Partway through the proceedings, the embryo does a 180, flipping the polarity of the microtubules. Motor proteins that had been trooping toward the egg-zone do an about-face and start heading away. Getting to the mothership now requires hopping aboard a different type of motor protein, designed to seek the “plus” end of the microtubule instead of the “minus” end. And—here’s the really smart part—that’s exactly what Wolbachia does, deftly rejiggering binding sites on its surface to make the switch. If, as Sullivan suspects, the embryo’s microtubular reversal is meant to deflect invading parasites, Wolbachia does an end-around and keeps on coming.

The great pandemic

That maneuver, discovered by Sullivan and colleagues, is just one of many exploits that have made Wolbachia one of the most successful parasites on Earth. It’s believed to infect roughly half the world’s several million insect species. Stick a butterfly or beetle, wasp or fly, ant or bedbug under a sufficiently powerful microscope, and there’s a decent chance you’ll find Wolbachia in some of its cells, tucked into the cytoplasm like tapioca pearls in pudding. Wolbachia shacks up in other invertebrates, too, including mites, ticks, spiders, and some nematode worms. Its sheer ubiquity has led some scientists to dub the contagion “one of the great pandemics in the history of Life.”

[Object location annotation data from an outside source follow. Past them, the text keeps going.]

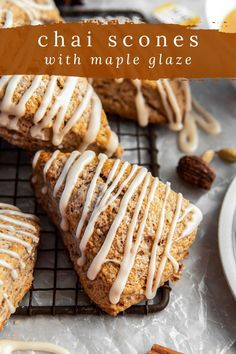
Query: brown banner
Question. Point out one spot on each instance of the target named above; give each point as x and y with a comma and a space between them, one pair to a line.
117, 50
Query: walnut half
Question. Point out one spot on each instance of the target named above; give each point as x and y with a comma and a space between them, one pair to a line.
196, 171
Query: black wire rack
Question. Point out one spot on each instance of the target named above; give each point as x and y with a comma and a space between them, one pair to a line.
56, 288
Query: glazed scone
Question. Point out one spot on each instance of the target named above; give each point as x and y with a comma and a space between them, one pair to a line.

A common fruit fly, Drosophila melanogaster, seen here feeding on a banana, frequently shows up as an unwanted guest in kitchens, gardens, orchards, and vineyards worldwide. It also continues to serve as a widely-used model organism for biological research, including Wolbachia studies in the laboratory of UCSC distinguished professor of molecular, cell, and developmental biology Bill Sullivan. Credit: Sanjay Acharya, Wikimedia Commons (CC BY-SA 4.0).

Wolbachia doesn’t directly infect humans, but it has a way of getting into the heads of biologists captivated by its machinations, its global conquests, and increasingly, its potential as a weapon against some of humanity’s greatest scourges. “It’s an amazing organism,” said Laura Serbus, a former postdoc of Sullivan’s who now studies Wolbachia in her own lab as an assistant professor of biological sciences at Florida International University. “It’s teaching us so much about how infections and cells themselves work.”

Sullivan’s own relationship with Wolbachia started casually enough. He was teaching an undergraduate genetics course and looking to liven things up with field trips. When he read that a bacterium, Wolbachia, was sweeping northward through California’s fruit fly population, he hatched a plan: he and his students would hit up local wineries and apple orchards, collect the swarming flies, and analyze them to see if the infection had reached Santa Cruz County (it had).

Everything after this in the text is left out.